The medium-term risk appears to be that inflation runs, not only hotter than the Fed expects, but hot enough that they begin to become uncomfortable with its impact.  While the natural response would be to simply raise rates, given Jay’s effective promise not to raise rates until 2023, as well as the fact that the Treasury can ill afford higher interest rates (nor for that matter can the rest of the economy given the amount of leverage that is outstanding), the Fed may well find themselves in quite a bind later this year.  One cannot look at the price of copper (+1.9% today, 25.6% YTD), aluminum (+1.2%, 21.1%) or iron ore (+0.4%, 16.0%) without considering that those critical inputs, neither food nor energy, are going to drive price pressures higher.  And, by the way, food and energy prices have been rocketing as well (Corn +38% YTD, Wheat +13.1%, Soybeans +18.2%, WTI +26.1%).  Chairman of the Fed may not be that attractive a position by the time Powell’s term ends in February.

Turning to the markets, if I had to characterize them in a theme, it would be idle.  Equity markets are generally flat to lower with the odd exception in Asia (Nikkei +0.4%, Hang Seng -0.4%, Shanghai -1.0%) and Europe (DAX -0.2%, CAC 0.0%, FTSE 100 0.0%).  US futures are also noncommittal this morning, with the NASDAQ (-0.3%) the only one having really moved.
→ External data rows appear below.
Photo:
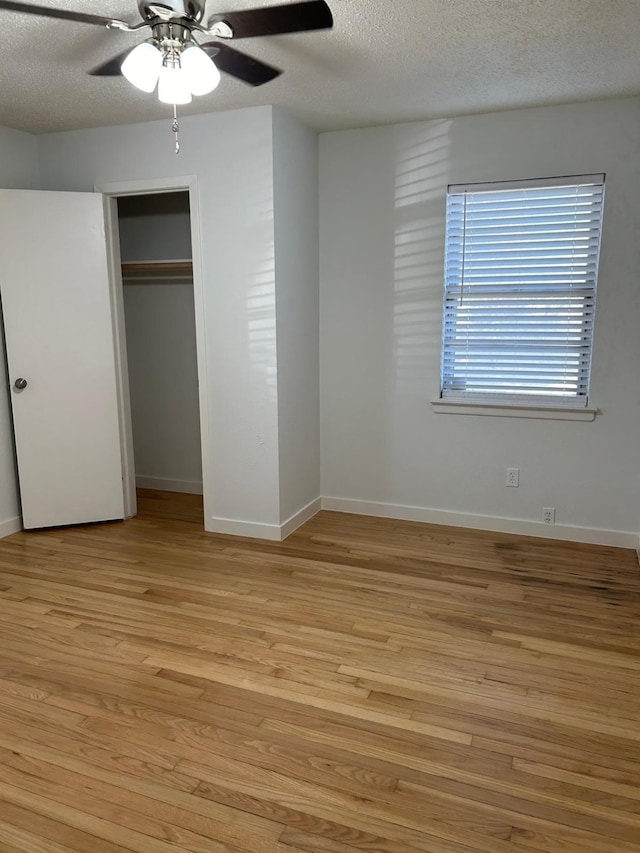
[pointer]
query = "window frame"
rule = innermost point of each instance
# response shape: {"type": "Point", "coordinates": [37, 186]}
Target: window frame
{"type": "Point", "coordinates": [569, 406]}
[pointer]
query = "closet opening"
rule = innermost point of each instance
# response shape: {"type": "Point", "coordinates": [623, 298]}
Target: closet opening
{"type": "Point", "coordinates": [160, 332]}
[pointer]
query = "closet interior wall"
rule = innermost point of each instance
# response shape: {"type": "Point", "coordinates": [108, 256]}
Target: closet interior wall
{"type": "Point", "coordinates": [155, 248]}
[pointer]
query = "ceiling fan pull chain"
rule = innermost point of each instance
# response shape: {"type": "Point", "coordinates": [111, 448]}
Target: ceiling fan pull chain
{"type": "Point", "coordinates": [175, 127]}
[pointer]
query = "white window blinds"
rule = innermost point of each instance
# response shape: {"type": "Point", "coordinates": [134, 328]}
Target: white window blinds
{"type": "Point", "coordinates": [521, 266]}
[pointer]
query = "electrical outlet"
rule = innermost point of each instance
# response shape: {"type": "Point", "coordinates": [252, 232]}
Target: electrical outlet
{"type": "Point", "coordinates": [513, 477]}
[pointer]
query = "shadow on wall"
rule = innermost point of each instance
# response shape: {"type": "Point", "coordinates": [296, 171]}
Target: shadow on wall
{"type": "Point", "coordinates": [420, 185]}
{"type": "Point", "coordinates": [261, 307]}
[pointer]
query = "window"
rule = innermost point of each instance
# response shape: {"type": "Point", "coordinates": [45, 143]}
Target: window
{"type": "Point", "coordinates": [521, 265]}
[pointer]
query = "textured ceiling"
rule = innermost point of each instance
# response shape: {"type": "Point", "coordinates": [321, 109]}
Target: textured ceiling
{"type": "Point", "coordinates": [383, 62]}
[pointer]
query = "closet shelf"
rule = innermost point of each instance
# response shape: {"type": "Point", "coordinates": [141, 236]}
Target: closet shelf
{"type": "Point", "coordinates": [157, 272]}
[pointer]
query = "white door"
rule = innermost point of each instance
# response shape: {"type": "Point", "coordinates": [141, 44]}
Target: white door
{"type": "Point", "coordinates": [56, 305]}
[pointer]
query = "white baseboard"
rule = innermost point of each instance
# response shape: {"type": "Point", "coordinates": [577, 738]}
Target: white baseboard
{"type": "Point", "coordinates": [250, 529]}
{"type": "Point", "coordinates": [11, 525]}
{"type": "Point", "coordinates": [190, 487]}
{"type": "Point", "coordinates": [273, 532]}
{"type": "Point", "coordinates": [588, 535]}
{"type": "Point", "coordinates": [299, 518]}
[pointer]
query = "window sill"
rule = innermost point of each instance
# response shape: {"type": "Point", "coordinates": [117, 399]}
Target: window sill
{"type": "Point", "coordinates": [502, 410]}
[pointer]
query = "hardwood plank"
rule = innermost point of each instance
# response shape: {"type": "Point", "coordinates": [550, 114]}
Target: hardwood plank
{"type": "Point", "coordinates": [368, 684]}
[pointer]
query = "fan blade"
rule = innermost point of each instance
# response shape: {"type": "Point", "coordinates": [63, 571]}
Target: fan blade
{"type": "Point", "coordinates": [112, 67]}
{"type": "Point", "coordinates": [237, 64]}
{"type": "Point", "coordinates": [61, 14]}
{"type": "Point", "coordinates": [274, 20]}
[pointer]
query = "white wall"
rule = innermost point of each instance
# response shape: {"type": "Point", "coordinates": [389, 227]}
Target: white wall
{"type": "Point", "coordinates": [297, 306]}
{"type": "Point", "coordinates": [18, 170]}
{"type": "Point", "coordinates": [231, 155]}
{"type": "Point", "coordinates": [382, 203]}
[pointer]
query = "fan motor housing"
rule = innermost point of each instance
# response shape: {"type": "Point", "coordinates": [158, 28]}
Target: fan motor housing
{"type": "Point", "coordinates": [174, 10]}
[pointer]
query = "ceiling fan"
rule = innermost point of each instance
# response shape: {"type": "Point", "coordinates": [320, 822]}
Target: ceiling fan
{"type": "Point", "coordinates": [174, 60]}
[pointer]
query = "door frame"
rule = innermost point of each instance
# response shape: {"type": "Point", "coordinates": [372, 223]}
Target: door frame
{"type": "Point", "coordinates": [111, 192]}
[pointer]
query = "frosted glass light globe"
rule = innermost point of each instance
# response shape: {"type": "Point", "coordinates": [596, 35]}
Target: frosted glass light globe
{"type": "Point", "coordinates": [142, 66]}
{"type": "Point", "coordinates": [201, 72]}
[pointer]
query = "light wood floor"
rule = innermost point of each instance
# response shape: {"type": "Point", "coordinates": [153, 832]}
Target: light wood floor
{"type": "Point", "coordinates": [369, 685]}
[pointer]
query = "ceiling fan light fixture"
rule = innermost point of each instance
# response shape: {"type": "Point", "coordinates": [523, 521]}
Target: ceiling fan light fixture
{"type": "Point", "coordinates": [173, 85]}
{"type": "Point", "coordinates": [201, 72]}
{"type": "Point", "coordinates": [142, 66]}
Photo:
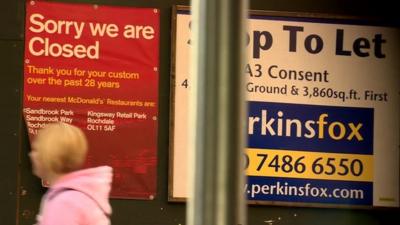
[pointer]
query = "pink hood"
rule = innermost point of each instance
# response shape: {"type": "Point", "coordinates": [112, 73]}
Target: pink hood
{"type": "Point", "coordinates": [94, 182]}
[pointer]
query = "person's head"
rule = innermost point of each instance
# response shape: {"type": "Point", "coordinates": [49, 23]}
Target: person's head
{"type": "Point", "coordinates": [57, 149]}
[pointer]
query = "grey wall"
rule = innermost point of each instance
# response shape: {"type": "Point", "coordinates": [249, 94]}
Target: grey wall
{"type": "Point", "coordinates": [20, 191]}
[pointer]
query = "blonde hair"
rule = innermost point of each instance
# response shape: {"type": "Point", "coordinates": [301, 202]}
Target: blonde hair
{"type": "Point", "coordinates": [61, 147]}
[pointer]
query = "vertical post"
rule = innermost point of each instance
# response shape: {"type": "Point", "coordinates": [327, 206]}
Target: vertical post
{"type": "Point", "coordinates": [217, 113]}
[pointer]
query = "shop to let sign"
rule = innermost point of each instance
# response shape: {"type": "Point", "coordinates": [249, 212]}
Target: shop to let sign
{"type": "Point", "coordinates": [96, 67]}
{"type": "Point", "coordinates": [323, 111]}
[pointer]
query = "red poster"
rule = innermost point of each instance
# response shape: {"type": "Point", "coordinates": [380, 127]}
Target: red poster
{"type": "Point", "coordinates": [96, 67]}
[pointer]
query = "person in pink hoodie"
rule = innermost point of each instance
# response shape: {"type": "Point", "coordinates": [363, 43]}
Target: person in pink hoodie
{"type": "Point", "coordinates": [76, 196]}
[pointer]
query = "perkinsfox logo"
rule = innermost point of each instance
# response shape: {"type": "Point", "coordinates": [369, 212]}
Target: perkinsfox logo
{"type": "Point", "coordinates": [278, 125]}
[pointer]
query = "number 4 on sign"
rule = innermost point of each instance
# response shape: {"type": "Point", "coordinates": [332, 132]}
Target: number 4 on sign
{"type": "Point", "coordinates": [185, 83]}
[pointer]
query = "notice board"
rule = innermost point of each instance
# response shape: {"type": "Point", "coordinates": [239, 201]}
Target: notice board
{"type": "Point", "coordinates": [96, 67]}
{"type": "Point", "coordinates": [323, 110]}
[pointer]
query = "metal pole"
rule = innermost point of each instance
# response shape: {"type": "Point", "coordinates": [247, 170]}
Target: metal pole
{"type": "Point", "coordinates": [217, 113]}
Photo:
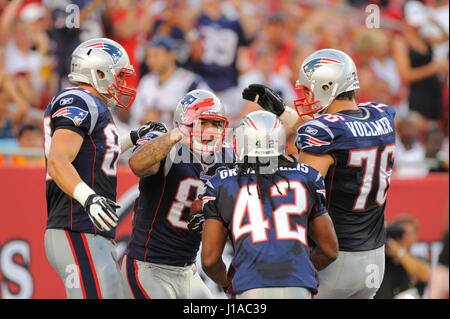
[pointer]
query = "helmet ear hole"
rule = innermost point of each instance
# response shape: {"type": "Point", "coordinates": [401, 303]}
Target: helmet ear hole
{"type": "Point", "coordinates": [100, 74]}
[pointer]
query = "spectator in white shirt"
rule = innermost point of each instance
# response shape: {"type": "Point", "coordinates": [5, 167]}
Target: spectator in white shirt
{"type": "Point", "coordinates": [160, 90]}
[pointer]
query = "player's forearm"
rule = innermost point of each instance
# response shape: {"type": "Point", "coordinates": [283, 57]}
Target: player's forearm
{"type": "Point", "coordinates": [145, 160]}
{"type": "Point", "coordinates": [64, 174]}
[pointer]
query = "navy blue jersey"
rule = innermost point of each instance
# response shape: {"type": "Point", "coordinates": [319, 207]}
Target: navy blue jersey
{"type": "Point", "coordinates": [160, 233]}
{"type": "Point", "coordinates": [362, 144]}
{"type": "Point", "coordinates": [221, 39]}
{"type": "Point", "coordinates": [80, 111]}
{"type": "Point", "coordinates": [270, 243]}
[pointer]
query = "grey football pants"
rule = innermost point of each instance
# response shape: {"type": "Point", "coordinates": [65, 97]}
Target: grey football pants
{"type": "Point", "coordinates": [353, 275]}
{"type": "Point", "coordinates": [145, 280]}
{"type": "Point", "coordinates": [86, 263]}
{"type": "Point", "coordinates": [275, 293]}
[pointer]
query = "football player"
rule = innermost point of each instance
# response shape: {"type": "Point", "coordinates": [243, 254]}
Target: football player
{"type": "Point", "coordinates": [173, 167]}
{"type": "Point", "coordinates": [82, 146]}
{"type": "Point", "coordinates": [352, 146]}
{"type": "Point", "coordinates": [266, 205]}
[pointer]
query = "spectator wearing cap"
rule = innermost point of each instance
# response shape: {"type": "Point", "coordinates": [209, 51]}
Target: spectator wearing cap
{"type": "Point", "coordinates": [215, 42]}
{"type": "Point", "coordinates": [161, 89]}
{"type": "Point", "coordinates": [31, 139]}
{"type": "Point", "coordinates": [417, 65]}
{"type": "Point", "coordinates": [65, 37]}
{"type": "Point", "coordinates": [13, 107]}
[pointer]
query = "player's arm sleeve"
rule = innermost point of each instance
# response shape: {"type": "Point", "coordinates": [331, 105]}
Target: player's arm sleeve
{"type": "Point", "coordinates": [315, 137]}
{"type": "Point", "coordinates": [318, 194]}
{"type": "Point", "coordinates": [146, 138]}
{"type": "Point", "coordinates": [75, 113]}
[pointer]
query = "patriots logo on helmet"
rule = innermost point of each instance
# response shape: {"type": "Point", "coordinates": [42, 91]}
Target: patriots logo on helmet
{"type": "Point", "coordinates": [112, 50]}
{"type": "Point", "coordinates": [74, 113]}
{"type": "Point", "coordinates": [188, 100]}
{"type": "Point", "coordinates": [322, 191]}
{"type": "Point", "coordinates": [314, 64]}
{"type": "Point", "coordinates": [312, 141]}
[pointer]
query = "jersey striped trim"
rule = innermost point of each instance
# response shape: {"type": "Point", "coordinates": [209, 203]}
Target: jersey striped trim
{"type": "Point", "coordinates": [154, 218]}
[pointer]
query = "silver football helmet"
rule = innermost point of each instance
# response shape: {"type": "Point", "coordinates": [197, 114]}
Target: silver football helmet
{"type": "Point", "coordinates": [260, 134]}
{"type": "Point", "coordinates": [204, 139]}
{"type": "Point", "coordinates": [323, 76]}
{"type": "Point", "coordinates": [105, 65]}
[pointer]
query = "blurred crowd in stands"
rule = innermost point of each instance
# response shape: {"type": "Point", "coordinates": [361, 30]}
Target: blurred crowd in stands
{"type": "Point", "coordinates": [179, 45]}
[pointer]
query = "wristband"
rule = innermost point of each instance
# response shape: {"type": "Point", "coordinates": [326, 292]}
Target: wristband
{"type": "Point", "coordinates": [289, 117]}
{"type": "Point", "coordinates": [82, 192]}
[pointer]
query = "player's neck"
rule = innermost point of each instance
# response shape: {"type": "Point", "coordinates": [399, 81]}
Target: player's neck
{"type": "Point", "coordinates": [342, 105]}
{"type": "Point", "coordinates": [93, 91]}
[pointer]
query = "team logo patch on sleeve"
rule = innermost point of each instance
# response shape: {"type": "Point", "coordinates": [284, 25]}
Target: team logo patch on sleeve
{"type": "Point", "coordinates": [74, 113]}
{"type": "Point", "coordinates": [206, 199]}
{"type": "Point", "coordinates": [308, 141]}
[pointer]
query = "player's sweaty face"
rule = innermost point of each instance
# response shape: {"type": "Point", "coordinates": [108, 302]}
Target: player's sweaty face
{"type": "Point", "coordinates": [209, 130]}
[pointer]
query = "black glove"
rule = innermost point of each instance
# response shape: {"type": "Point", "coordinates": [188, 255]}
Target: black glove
{"type": "Point", "coordinates": [101, 211]}
{"type": "Point", "coordinates": [268, 99]}
{"type": "Point", "coordinates": [196, 222]}
{"type": "Point", "coordinates": [150, 126]}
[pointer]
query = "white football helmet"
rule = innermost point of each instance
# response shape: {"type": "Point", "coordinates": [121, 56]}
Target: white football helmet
{"type": "Point", "coordinates": [210, 139]}
{"type": "Point", "coordinates": [323, 76]}
{"type": "Point", "coordinates": [260, 134]}
{"type": "Point", "coordinates": [105, 65]}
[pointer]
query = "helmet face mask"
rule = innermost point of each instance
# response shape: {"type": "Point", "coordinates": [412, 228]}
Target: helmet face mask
{"type": "Point", "coordinates": [123, 95]}
{"type": "Point", "coordinates": [305, 103]}
{"type": "Point", "coordinates": [104, 64]}
{"type": "Point", "coordinates": [208, 132]}
{"type": "Point", "coordinates": [323, 76]}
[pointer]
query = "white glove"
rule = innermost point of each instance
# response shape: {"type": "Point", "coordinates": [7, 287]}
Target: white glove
{"type": "Point", "coordinates": [101, 211]}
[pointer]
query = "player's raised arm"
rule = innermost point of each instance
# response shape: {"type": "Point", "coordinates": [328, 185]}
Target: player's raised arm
{"type": "Point", "coordinates": [63, 151]}
{"type": "Point", "coordinates": [146, 159]}
{"type": "Point", "coordinates": [272, 102]}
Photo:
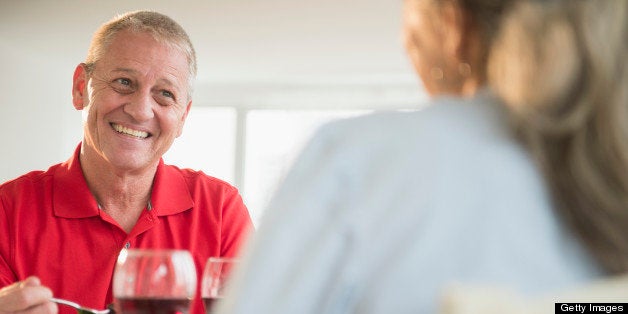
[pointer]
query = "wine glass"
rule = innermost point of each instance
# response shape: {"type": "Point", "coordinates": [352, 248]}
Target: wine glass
{"type": "Point", "coordinates": [154, 281]}
{"type": "Point", "coordinates": [215, 275]}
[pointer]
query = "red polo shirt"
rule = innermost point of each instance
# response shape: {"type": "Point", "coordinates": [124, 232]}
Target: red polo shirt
{"type": "Point", "coordinates": [51, 227]}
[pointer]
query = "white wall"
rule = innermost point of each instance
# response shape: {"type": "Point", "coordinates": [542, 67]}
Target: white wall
{"type": "Point", "coordinates": [239, 43]}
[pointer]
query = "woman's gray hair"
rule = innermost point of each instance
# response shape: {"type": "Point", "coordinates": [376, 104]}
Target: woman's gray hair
{"type": "Point", "coordinates": [161, 27]}
{"type": "Point", "coordinates": [561, 66]}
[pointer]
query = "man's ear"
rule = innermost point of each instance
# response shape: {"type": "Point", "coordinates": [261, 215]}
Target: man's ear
{"type": "Point", "coordinates": [79, 86]}
{"type": "Point", "coordinates": [185, 115]}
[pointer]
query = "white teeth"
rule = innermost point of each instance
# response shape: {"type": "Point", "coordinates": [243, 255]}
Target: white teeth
{"type": "Point", "coordinates": [124, 130]}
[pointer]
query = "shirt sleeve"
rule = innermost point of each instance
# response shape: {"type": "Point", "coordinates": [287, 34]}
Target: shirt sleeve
{"type": "Point", "coordinates": [7, 276]}
{"type": "Point", "coordinates": [236, 224]}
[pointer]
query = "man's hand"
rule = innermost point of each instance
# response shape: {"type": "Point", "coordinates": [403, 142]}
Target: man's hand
{"type": "Point", "coordinates": [26, 296]}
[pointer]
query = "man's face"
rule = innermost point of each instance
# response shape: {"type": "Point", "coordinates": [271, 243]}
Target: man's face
{"type": "Point", "coordinates": [136, 102]}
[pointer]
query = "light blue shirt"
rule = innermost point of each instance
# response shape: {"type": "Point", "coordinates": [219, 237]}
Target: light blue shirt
{"type": "Point", "coordinates": [381, 213]}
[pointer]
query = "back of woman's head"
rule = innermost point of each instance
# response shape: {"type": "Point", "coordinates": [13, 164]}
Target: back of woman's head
{"type": "Point", "coordinates": [561, 67]}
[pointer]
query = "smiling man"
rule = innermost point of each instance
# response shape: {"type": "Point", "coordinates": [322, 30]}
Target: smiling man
{"type": "Point", "coordinates": [62, 229]}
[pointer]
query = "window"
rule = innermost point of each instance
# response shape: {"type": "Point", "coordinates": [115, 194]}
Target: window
{"type": "Point", "coordinates": [251, 136]}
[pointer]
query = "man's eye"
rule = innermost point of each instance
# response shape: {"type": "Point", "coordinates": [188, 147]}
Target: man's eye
{"type": "Point", "coordinates": [123, 81]}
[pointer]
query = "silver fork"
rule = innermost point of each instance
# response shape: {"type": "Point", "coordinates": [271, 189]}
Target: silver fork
{"type": "Point", "coordinates": [80, 309]}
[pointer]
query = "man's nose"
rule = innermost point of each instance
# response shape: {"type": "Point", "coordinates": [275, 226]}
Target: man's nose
{"type": "Point", "coordinates": [140, 106]}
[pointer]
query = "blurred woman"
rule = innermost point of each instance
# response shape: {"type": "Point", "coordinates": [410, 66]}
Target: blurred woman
{"type": "Point", "coordinates": [380, 213]}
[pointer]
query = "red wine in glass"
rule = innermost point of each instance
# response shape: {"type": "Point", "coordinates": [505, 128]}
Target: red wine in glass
{"type": "Point", "coordinates": [209, 303]}
{"type": "Point", "coordinates": [153, 305]}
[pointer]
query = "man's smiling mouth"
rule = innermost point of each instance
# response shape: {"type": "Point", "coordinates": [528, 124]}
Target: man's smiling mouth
{"type": "Point", "coordinates": [124, 130]}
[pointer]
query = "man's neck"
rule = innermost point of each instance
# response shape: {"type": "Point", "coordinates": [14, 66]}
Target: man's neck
{"type": "Point", "coordinates": [121, 194]}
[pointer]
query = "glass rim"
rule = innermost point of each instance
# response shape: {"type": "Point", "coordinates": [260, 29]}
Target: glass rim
{"type": "Point", "coordinates": [222, 259]}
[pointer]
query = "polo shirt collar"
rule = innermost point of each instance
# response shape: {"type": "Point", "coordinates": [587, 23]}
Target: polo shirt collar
{"type": "Point", "coordinates": [170, 194]}
{"type": "Point", "coordinates": [70, 196]}
{"type": "Point", "coordinates": [73, 199]}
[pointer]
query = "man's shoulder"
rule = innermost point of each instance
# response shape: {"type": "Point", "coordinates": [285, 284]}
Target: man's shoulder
{"type": "Point", "coordinates": [32, 178]}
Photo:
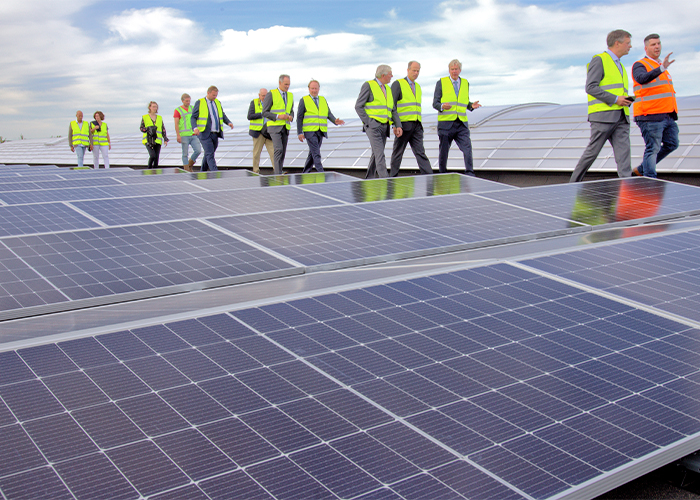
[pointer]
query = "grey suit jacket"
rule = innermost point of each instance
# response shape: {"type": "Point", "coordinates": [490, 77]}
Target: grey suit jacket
{"type": "Point", "coordinates": [367, 122]}
{"type": "Point", "coordinates": [267, 106]}
{"type": "Point", "coordinates": [437, 104]}
{"type": "Point", "coordinates": [593, 78]}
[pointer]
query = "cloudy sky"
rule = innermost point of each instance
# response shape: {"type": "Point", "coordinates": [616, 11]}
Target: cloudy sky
{"type": "Point", "coordinates": [118, 55]}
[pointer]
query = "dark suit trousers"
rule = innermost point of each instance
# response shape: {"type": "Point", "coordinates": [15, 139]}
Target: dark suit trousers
{"type": "Point", "coordinates": [314, 140]}
{"type": "Point", "coordinates": [458, 132]}
{"type": "Point", "coordinates": [618, 133]}
{"type": "Point", "coordinates": [279, 140]}
{"type": "Point", "coordinates": [209, 146]}
{"type": "Point", "coordinates": [413, 135]}
{"type": "Point", "coordinates": [377, 141]}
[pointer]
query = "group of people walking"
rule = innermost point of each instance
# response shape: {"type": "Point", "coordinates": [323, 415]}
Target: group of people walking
{"type": "Point", "coordinates": [383, 108]}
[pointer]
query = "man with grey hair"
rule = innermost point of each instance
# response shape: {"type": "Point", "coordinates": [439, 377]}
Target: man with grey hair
{"type": "Point", "coordinates": [407, 102]}
{"type": "Point", "coordinates": [608, 106]}
{"type": "Point", "coordinates": [451, 99]}
{"type": "Point", "coordinates": [375, 107]}
{"type": "Point", "coordinates": [278, 108]}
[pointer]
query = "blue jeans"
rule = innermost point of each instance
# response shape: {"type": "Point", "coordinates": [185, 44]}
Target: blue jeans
{"type": "Point", "coordinates": [80, 152]}
{"type": "Point", "coordinates": [661, 139]}
{"type": "Point", "coordinates": [187, 141]}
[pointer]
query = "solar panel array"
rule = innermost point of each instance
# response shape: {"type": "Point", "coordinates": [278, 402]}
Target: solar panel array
{"type": "Point", "coordinates": [491, 382]}
{"type": "Point", "coordinates": [114, 239]}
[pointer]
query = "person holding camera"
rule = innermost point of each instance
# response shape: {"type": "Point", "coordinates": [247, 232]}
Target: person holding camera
{"type": "Point", "coordinates": [153, 133]}
{"type": "Point", "coordinates": [99, 139]}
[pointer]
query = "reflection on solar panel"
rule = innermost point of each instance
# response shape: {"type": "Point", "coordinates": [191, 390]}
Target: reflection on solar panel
{"type": "Point", "coordinates": [111, 264]}
{"type": "Point", "coordinates": [352, 235]}
{"type": "Point", "coordinates": [662, 272]}
{"type": "Point", "coordinates": [491, 382]}
{"type": "Point", "coordinates": [605, 202]}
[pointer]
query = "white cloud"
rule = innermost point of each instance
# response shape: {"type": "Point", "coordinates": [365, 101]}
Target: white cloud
{"type": "Point", "coordinates": [512, 53]}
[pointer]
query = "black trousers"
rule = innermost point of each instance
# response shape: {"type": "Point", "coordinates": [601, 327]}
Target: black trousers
{"type": "Point", "coordinates": [153, 155]}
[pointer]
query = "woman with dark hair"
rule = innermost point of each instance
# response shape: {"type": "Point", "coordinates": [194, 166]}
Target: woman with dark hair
{"type": "Point", "coordinates": [153, 133]}
{"type": "Point", "coordinates": [99, 139]}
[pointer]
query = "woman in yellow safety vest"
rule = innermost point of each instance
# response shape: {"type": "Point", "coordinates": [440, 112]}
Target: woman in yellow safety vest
{"type": "Point", "coordinates": [99, 139]}
{"type": "Point", "coordinates": [153, 133]}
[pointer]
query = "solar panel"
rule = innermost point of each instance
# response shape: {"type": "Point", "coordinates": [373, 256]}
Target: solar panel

In the bond market, the rally we had seen over the past three weeks has stalled and is starting to cede some ground.  For instance, Treasuries (+3.7bps) are leading the way higher but we are seeing higher yields throughout Europe (Bunds +2.3bps, OATs +2.5bps, Gilts +3.0bps) and even saw gains overnight in Australia (+1.8bps) and Japan (+0.5bps).  Historically, that would have seemed to be a risk-on phenomenon, but given the lack of equity strength, this feels a lot more like an inflationary call.

While the metals space is strong today, oil is actually softer (-1.7%) as concerns over the rampant spread of Covid in India and other emerging markets undermines the vaccine news in the West.

As to the dollar, it is generally, but not universally, weaker this morning.  In the G10, AUD (+0.6%), NZD (+0.3%) and CAD (+0.3%) are the leaders, with all benefitting from the metals rally, which has been sufficient to offset weaker oil prices for the Loonie.  On the downside, NOK (-0.1%) is clearly feeling a bit of pressure from oil, although 0.1% hardly makes a statement.  EMG currencies are showing the same type of price action with TRY (+1.2%) the leading gainer as it rebounds from near-record lows amid hopes the tension with the US will be temporary.  Away from the lira, TWD (+0.5%) rallied on concerns that the Taiwanese government would be pressured by the US with respect to its currency and competition concerns.  We saw similar, but lesser pressure on KRW (+0.4%).  Meanwhile, the modest declines seen in HUF (-0.2%) and MXN (-0.1%) define the other side of the spectrum.

Clearly, the FOMC meeting is the highlight of the week, but there is other important data as well, including the BOJ tonight.

Today Durable Goods 2.5%
-ex transport 1.6%
Tuesday Case Shiller Home Prices 11.8%
Consumer Confidence 112.0
Wednesday FOMC Decision 0.00% – 0.25%
IOER 0.12%
Thursday Initial Claims 550K
Continuing Claims 3.59M
GDP Q1 6.9%
Personal Consumption 10.3%
Friday Personal Income 20.0%
Personal Spending 4.2%
Core PCE 1.8%
Chicago PMI 64.2
Michigan Sentiment 87.5

Source: Bloomberg

The end of the week is where all the action will be, assuming Chairman Powell doesn’t shake things up Wednesday afternoon.  Core PCE is forecast to print at its highest level since February 2020, but if you recall the CPI data, it was a tick higher than forecast as well.  Of course, for now, it doesn’t matter.  This is all transitory.

Nothing has changed my opinion with respect to the relationship between the dollar and the 10-year Treasury yield.  While it is not actually tick for tick, if yields do back up, I would look for the dollar to find its footing in the near term.  I know the dollar bears are back in force, but we need to see a break above the 1.2350 level in the euro to really turn the tide in my view.  Otherwise, we are simply at the bottom of the dollar’s range.